Thursday, September 25, 2008

Game On, Girls!

The NPD Group released a new report today that's been getting a lot of buzz, describing a recent survey into girl gamers and the play habits of girls aged 2 to 14 years. The study, entitled Girl Power: Understanding This Important Consumer Segment, focuses on "how girls ages 2 to 14 spend their time in a typical week, also delves into what they and their moms are buying for them, as well as the categories that engage them the most." Among their key findings = evidence that girls are spending more time gaming (PC and console) this year than they did in 2007, AND evidence that even older girls are spending more time playing with toys. Very cool!

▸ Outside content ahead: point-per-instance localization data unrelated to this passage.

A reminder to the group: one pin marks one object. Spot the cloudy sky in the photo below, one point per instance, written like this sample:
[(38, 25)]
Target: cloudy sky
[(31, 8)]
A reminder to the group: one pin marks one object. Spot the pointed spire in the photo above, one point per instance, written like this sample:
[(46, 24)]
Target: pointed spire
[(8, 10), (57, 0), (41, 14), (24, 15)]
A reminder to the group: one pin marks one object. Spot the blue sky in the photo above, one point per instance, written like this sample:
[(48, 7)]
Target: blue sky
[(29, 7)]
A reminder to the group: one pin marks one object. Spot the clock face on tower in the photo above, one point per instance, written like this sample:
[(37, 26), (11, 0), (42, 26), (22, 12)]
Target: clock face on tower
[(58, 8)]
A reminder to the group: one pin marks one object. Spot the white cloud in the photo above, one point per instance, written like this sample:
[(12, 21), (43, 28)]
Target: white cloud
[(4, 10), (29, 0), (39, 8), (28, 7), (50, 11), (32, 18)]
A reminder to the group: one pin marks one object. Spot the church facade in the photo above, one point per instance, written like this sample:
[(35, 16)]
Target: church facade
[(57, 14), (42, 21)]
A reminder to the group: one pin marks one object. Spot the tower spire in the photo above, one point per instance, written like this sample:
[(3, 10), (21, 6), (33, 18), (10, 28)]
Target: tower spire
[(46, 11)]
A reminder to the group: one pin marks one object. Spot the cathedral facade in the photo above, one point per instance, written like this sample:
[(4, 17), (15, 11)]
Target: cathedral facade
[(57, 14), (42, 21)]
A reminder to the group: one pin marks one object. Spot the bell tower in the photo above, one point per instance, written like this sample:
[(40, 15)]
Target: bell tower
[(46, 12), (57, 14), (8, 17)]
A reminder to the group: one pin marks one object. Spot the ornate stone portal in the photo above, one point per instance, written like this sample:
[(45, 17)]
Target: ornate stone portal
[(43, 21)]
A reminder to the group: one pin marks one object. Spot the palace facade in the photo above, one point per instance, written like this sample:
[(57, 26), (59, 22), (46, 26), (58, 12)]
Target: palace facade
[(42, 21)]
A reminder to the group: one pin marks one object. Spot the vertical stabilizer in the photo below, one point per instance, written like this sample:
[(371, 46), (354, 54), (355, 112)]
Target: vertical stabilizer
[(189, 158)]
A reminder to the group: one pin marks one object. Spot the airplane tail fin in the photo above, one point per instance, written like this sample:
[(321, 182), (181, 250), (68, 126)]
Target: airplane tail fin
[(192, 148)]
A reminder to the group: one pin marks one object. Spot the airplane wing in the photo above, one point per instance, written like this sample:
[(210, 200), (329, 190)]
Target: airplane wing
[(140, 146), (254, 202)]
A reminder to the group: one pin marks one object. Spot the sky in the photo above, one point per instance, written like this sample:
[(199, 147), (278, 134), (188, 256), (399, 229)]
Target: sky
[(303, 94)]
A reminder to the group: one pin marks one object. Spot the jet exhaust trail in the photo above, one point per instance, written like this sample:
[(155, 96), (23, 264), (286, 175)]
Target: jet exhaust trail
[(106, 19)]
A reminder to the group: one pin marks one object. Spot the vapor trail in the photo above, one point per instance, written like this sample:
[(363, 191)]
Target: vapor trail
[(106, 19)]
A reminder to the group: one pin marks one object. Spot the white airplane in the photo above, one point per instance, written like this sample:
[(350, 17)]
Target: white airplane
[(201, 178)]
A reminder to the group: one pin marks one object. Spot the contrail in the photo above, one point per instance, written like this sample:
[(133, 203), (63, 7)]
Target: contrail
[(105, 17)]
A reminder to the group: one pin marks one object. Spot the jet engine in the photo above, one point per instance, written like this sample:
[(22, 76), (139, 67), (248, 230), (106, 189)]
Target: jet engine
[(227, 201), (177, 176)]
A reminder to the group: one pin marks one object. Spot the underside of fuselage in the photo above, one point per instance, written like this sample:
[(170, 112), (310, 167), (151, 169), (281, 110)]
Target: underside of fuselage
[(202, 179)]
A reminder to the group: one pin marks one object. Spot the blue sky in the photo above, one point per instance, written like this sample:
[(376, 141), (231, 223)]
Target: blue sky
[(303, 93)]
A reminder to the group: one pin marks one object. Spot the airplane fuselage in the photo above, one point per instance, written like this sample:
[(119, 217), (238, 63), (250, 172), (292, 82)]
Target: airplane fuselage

The press release provides a handy break down of the various age categories covered in the report. For example:
Pre-schoolers age 2-5 are highly engaged with toys including plush/stuffed toys, dolls, fashion role-play, puzzles, and educational toys.

First Readers (age 6-8) are more inclined to play with board games, arts & crafts, and virtual world games.

For pre-teen girls age 9-12, playing with traditional toys is still the activity of choice. [...] But tweens (age 9-12) are [also] migrating to computer and video games, especially virtual world online games. Socialization is gearing up among the pre-teens, and the advent of interactive gaming really hits home with these girls who are looking for friends from the confines of their homes.

Young Teens (age 13-14) are also gamers, but many girls this age are also now listening to music on portable digital music players and talking/texting on their mobile phones. [..] Despite the natural progression away from traditional toys to games and electronics, [however] many older girls report they are spending more time this year playing with traditional toys compared to last year.

The study uncovers that traditional play patters are quite pervasive among girls. According to NPD analyst Anita Frazier "Over 50 percent of girls ages 2-14 engage with dolls, plush, and arts & crafts in a given week which is a testament to the evergreen nature of these types of activities for girls."

In terms of digital and online play, many of the digital activities that seem to be the most popular among girls of all ages provide social features - i.e. social networking and virtual worlds. Kind of just confirms what we already knew, but it's also great to see that gaming and playing are both on the rise within girls' culture...it seemed for awhile there that KGOY and other factors were taking the fun out of girlhood, and I'm somewhat reassured by the thought that even young teens are putting aside more time to just play.